Tuesday, June 16, 2020

PANDEMIA: UNA CRÓNICA PERSONAL SOBRE EL COVID (QUINTA PARTE)


Por: Eduardo Jiménez J.
ejimenez2107@gmail.com
@ejjj2107




QUINTA PARTE: EL CASH, LOS MERCADOS, LOS MEDIOS DE COMUNICACIÓN Y LOS COLEGIOS PROFESIONALES

Un hecho que se volvió a constatar fue que más importante que una tarjeta de crédito o el “dinero virtual”, era el efectivo, el cash. En los mercados tradicionales (donde el presidente cachosamente dijo que de yapa la gente se llevaba el covid) no aceptan tarjetas ni de crédito ni de débito, trabajan con efectivo.
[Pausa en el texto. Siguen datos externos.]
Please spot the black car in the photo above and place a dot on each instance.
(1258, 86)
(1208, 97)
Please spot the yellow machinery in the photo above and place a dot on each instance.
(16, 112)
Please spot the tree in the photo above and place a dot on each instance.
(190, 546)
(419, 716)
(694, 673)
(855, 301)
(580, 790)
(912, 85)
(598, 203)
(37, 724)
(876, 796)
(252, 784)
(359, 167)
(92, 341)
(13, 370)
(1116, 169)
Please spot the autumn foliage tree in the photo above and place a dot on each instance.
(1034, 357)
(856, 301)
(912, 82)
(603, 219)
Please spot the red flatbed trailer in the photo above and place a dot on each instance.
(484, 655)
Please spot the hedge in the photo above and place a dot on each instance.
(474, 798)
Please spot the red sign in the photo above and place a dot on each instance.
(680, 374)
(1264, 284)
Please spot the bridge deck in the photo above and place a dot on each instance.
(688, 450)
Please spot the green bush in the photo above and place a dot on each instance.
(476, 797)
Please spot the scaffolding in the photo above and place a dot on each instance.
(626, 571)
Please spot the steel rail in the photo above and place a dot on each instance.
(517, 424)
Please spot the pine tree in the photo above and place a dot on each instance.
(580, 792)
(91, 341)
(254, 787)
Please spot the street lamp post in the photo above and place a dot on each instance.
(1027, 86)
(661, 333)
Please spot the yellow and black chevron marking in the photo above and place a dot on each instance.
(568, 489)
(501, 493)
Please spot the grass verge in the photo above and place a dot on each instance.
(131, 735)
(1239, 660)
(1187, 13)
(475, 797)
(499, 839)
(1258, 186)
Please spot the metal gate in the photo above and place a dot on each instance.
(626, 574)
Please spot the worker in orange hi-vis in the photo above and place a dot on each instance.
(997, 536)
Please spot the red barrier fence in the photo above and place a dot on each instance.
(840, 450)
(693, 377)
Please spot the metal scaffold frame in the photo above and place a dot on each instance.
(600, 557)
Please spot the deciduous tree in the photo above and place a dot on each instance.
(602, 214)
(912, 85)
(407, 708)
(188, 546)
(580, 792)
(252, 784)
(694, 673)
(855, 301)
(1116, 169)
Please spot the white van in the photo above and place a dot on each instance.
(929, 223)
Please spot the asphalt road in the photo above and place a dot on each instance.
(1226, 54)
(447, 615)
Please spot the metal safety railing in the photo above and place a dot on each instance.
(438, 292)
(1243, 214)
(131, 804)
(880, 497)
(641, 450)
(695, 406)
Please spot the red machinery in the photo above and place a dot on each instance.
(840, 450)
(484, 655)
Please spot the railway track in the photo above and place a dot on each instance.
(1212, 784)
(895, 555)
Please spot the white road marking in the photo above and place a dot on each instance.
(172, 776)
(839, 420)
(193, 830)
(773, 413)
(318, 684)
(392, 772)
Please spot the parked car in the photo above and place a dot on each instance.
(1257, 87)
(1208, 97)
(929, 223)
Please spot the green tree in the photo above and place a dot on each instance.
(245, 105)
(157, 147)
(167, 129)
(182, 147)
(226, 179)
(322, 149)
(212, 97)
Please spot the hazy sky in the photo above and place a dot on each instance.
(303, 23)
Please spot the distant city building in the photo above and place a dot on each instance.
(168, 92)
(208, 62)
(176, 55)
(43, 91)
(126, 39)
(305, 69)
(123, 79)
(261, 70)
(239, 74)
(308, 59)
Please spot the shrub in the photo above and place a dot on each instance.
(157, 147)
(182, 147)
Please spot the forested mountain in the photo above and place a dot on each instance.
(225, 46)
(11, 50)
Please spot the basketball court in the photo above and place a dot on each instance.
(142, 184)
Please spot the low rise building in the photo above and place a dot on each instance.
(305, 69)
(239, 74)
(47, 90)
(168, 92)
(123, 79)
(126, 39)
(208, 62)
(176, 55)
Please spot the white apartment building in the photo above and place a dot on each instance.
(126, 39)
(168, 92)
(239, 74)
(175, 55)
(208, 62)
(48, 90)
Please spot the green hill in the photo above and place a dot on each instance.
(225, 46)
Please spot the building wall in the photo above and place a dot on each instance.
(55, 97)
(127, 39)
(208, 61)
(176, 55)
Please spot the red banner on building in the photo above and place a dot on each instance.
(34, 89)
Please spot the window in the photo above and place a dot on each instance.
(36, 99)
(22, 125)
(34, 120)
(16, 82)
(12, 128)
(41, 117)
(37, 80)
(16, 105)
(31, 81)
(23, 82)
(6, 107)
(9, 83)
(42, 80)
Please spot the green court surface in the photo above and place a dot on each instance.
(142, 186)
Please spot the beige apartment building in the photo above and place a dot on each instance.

La señora que te despacha la papa o el tomate, con la misma mano cobra y da vuelto, y luego se suena la nariz. En muchos minimarkets, un tanto más asépticos, tampoco aceptaban tarjetas. Te pedían dinero contante y sonante a cambio de la mercancía. Tenías que tener efectivo para comprar el arroz, el azúcar o el tarro de leche necesario. Los únicos lugares donde aceptaban tarjetas eran los supermercados y las farmacias. Si alguien quiso “matar” el dinero físico fue en mal momento. En épocas de crisis el efectivo vale más (y compra más) que una tarjeta dorada.
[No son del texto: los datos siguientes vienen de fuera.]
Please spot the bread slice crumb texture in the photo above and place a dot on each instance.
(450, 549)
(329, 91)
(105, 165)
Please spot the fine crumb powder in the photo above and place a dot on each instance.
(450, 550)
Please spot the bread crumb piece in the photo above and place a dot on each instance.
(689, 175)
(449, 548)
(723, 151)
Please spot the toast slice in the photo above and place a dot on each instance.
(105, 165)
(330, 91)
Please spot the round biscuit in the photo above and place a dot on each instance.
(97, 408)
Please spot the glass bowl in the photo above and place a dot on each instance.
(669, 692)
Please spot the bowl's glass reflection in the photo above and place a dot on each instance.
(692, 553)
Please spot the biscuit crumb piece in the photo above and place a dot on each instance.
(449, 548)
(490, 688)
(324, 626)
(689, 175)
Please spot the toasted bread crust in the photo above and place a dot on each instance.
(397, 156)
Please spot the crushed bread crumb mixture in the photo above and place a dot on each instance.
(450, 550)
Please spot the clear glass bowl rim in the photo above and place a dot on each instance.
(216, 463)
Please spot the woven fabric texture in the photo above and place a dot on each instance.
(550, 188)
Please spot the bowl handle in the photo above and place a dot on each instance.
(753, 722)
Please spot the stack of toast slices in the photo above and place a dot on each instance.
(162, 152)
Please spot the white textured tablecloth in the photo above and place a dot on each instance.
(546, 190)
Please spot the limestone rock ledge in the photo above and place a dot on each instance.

Lo que también demostró la pandemia fue la ineficacia de los gobiernos regionales en brindar un siquiera mediano servicio de salud en la emergencia. No solo no tenían un plan de contingencia –que sería mucho pedir-, sino que ni siquiera se habían preocupado de tener los implementos indispensables para un servicio más o menos decente. Era vox populi que muchos médicos renunciaban en provincias porque no tenían el equipo necesario para atender a los pacientes por covid y médicos venidos con la migración venezolana tuvieron que ser contratados de emergencia para cubrir las vacantes. Enfermeras que con las justas les daban una mascarilla para que la laven en casa y si te contagias “reza al Señor hijita”. En pocas palabras, si los servicios de salud pública en la capital dejan mucho que desear, en las provincias la situación es para llorar. Si no tenías los 100,000 o 150,000 “de adelanto” que pedía una clínica privada para atenderte por el covid, sencillamente te morías.
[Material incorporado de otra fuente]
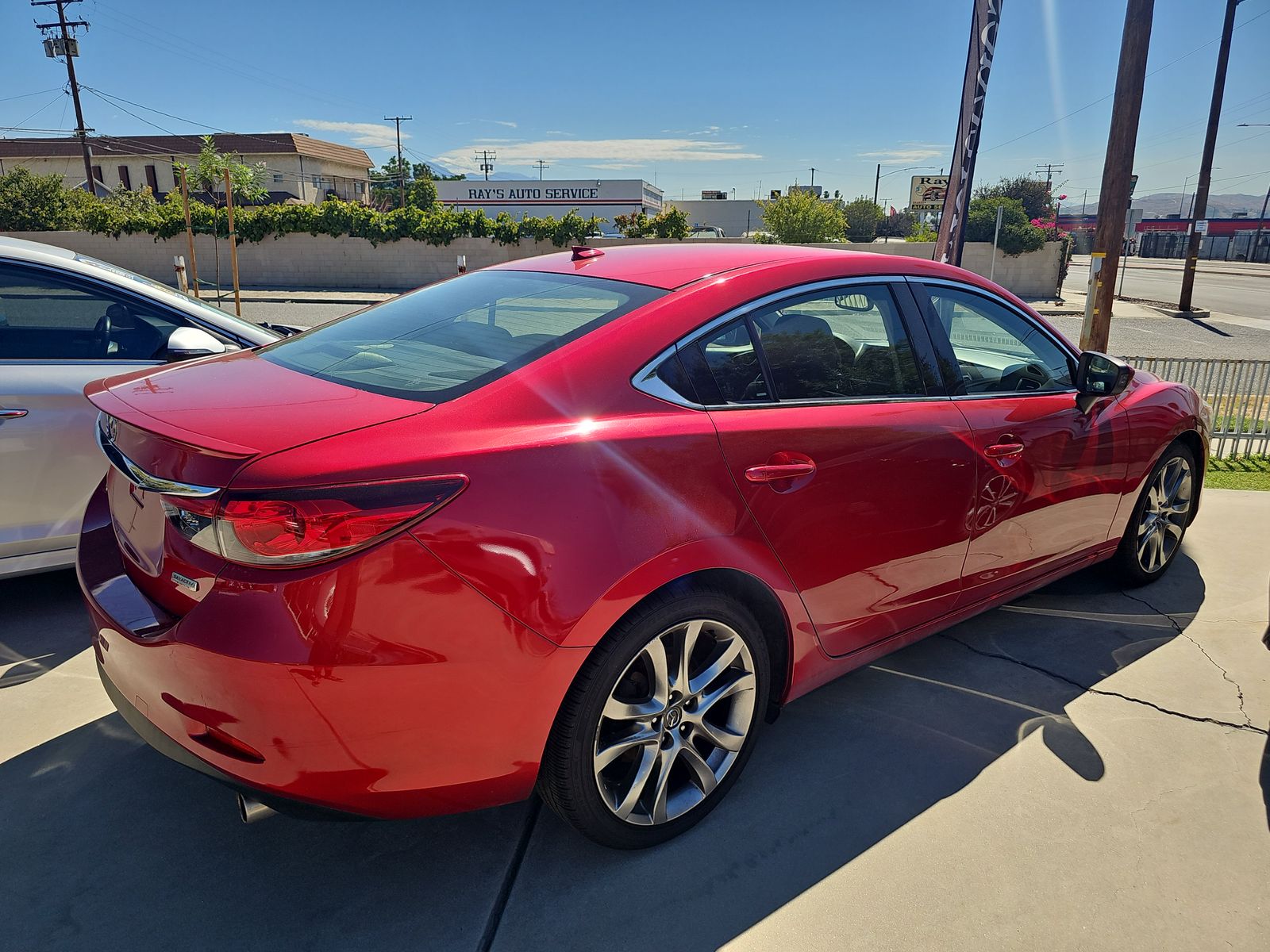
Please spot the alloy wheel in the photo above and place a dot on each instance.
(675, 723)
(1165, 514)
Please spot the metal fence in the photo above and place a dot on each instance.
(1238, 391)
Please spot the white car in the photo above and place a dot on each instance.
(67, 321)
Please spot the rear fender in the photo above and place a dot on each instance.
(733, 552)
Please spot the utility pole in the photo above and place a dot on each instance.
(399, 120)
(1257, 238)
(1206, 165)
(1051, 168)
(67, 46)
(1118, 171)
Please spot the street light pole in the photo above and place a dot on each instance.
(1206, 167)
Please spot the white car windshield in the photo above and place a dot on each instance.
(162, 291)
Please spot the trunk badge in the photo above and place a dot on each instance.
(184, 582)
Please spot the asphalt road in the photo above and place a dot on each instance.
(1081, 768)
(1240, 295)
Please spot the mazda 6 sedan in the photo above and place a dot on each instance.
(583, 524)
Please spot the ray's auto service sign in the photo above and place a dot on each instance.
(927, 194)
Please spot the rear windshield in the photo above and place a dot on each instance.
(448, 340)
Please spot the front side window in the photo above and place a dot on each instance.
(451, 338)
(844, 343)
(997, 349)
(48, 317)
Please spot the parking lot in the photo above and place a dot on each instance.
(1083, 768)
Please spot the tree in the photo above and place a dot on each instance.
(863, 219)
(209, 175)
(899, 225)
(802, 217)
(1032, 194)
(1018, 234)
(31, 202)
(419, 190)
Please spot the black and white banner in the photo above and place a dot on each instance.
(978, 65)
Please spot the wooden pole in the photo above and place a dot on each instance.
(1199, 209)
(229, 207)
(190, 235)
(1118, 169)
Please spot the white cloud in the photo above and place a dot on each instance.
(630, 152)
(364, 133)
(907, 152)
(493, 122)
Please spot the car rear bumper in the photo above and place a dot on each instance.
(385, 689)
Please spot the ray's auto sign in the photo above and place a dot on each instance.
(927, 194)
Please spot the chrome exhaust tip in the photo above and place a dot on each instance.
(252, 810)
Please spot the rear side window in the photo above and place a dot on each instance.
(448, 340)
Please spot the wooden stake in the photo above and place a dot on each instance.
(229, 206)
(190, 235)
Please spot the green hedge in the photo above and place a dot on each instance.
(40, 203)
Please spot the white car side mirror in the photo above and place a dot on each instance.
(186, 343)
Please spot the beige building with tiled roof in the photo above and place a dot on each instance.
(298, 167)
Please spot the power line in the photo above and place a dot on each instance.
(399, 120)
(1103, 99)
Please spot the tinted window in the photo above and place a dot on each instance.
(732, 362)
(48, 317)
(996, 348)
(448, 340)
(838, 344)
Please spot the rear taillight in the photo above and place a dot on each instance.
(296, 526)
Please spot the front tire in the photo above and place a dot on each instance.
(660, 721)
(1155, 532)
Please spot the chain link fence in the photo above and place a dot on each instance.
(1238, 391)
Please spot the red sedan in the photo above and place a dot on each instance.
(583, 524)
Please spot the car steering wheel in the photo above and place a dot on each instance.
(102, 334)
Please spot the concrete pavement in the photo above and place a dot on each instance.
(1083, 768)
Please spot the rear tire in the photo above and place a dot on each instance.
(648, 742)
(1159, 522)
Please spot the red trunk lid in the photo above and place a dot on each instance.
(200, 423)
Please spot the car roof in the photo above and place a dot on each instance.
(70, 262)
(675, 264)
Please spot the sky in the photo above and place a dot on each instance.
(705, 94)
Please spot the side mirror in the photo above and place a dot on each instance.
(1100, 376)
(186, 343)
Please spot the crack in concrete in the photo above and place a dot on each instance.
(1226, 677)
(1090, 689)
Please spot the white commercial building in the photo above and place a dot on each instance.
(602, 198)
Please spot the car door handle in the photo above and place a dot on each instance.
(774, 473)
(1003, 450)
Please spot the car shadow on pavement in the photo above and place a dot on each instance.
(107, 844)
(35, 643)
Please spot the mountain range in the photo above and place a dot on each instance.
(1164, 203)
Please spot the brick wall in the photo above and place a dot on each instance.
(336, 263)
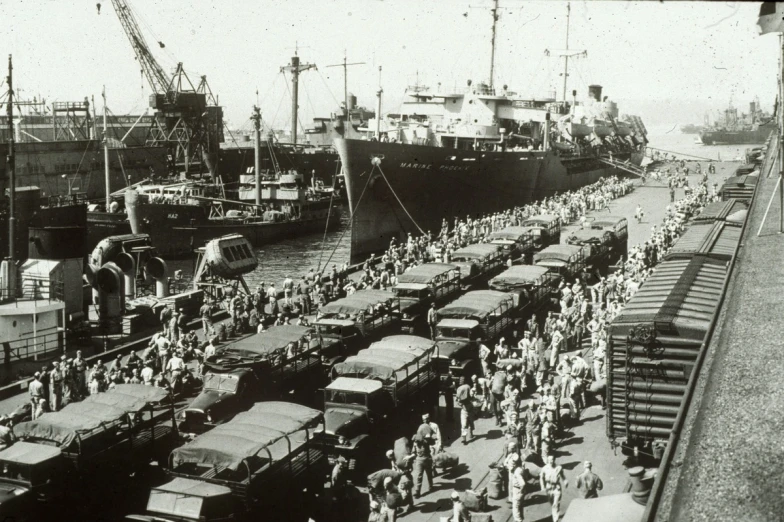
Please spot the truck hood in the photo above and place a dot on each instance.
(10, 496)
(336, 420)
(207, 399)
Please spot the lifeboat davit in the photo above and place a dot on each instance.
(230, 256)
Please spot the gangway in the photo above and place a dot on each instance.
(627, 166)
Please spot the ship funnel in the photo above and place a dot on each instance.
(156, 269)
(546, 140)
(131, 204)
(595, 92)
(111, 298)
(127, 264)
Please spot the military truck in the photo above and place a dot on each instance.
(265, 461)
(377, 392)
(358, 318)
(421, 286)
(265, 365)
(481, 316)
(63, 455)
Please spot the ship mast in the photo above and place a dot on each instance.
(11, 167)
(566, 56)
(345, 66)
(295, 68)
(494, 12)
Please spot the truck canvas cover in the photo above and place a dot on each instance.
(359, 302)
(518, 276)
(268, 342)
(475, 305)
(249, 436)
(79, 419)
(387, 362)
(509, 234)
(560, 254)
(477, 251)
(425, 273)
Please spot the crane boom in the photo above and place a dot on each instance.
(156, 77)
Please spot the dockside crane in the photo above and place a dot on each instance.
(188, 119)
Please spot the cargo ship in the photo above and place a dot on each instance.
(179, 217)
(733, 128)
(480, 150)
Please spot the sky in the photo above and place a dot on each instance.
(668, 62)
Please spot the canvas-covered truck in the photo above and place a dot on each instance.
(265, 365)
(359, 317)
(566, 260)
(599, 251)
(265, 461)
(70, 455)
(481, 316)
(421, 286)
(546, 229)
(479, 262)
(530, 286)
(377, 393)
(517, 241)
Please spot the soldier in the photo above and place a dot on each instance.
(423, 465)
(432, 320)
(56, 380)
(552, 481)
(464, 396)
(518, 492)
(589, 482)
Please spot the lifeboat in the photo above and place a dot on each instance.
(230, 256)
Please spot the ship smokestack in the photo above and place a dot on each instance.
(131, 201)
(546, 141)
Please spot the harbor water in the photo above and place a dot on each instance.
(294, 257)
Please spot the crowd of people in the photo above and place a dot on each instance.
(528, 385)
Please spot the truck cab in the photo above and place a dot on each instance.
(546, 230)
(222, 396)
(185, 499)
(30, 474)
(479, 261)
(517, 242)
(458, 351)
(352, 409)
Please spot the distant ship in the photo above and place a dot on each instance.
(738, 129)
(690, 128)
(59, 149)
(179, 217)
(467, 153)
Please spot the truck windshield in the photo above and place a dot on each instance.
(346, 397)
(454, 333)
(220, 382)
(15, 471)
(175, 504)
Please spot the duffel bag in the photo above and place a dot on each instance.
(445, 460)
(475, 500)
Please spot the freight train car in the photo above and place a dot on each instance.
(653, 347)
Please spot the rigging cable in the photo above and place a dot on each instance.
(351, 217)
(401, 203)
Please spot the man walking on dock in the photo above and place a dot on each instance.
(589, 482)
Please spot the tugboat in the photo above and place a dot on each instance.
(475, 151)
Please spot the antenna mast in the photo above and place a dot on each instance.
(11, 162)
(494, 12)
(566, 56)
(295, 68)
Mis coleguitas de gremio fueron otro tema. En Perú, a diferencia de países del hemisferio norte, el abogado no tiene ni prestigio social ni los medios económicos como en EEUU o Europa. La gran mayoría carece de los recursos económicos para comprar un automóvil Audi del año o la casa de verano en Asia. Casi siempre los abogados de acá –y creo que en todo el tercer mundo- generan sus ingresos en el día a día. Si no presenta la demanda no se le paga, si no va a la audiencia tampoco, si no prepara los alegatos finales no la ve. Le sucede lo que a muchos independientes e informales: si no trabaja no come. Digamos que es un “informal letrado”.

Por eso, ellos están en el limbo: no reciben el bono de 380 soles en vista que no son considerados de “extrema pobreza” (eres abogado al final de cuentas), pero tampoco ninguna ayuda de su gremio (el colegio de abogados). Ha generado una situación crítica en muchas familias de letrados y sin solución a la vista. Los pocos ahorros se terminaron o están por agotarse. Su colegio profesional no los ha asistido ni con una canasta de víveres; aunque, como sucede en toda crisis y épocas de vacas flacas, también está aflorando un cuestionamiento: la obligatoriedad de colegiarse para ejercer la profesión. Se preguntan, y con razón, para qué colegiarme, si mi colegio profesional no me ayuda en los momentos más difíciles y sólo me busca en temporada electoral por un voto.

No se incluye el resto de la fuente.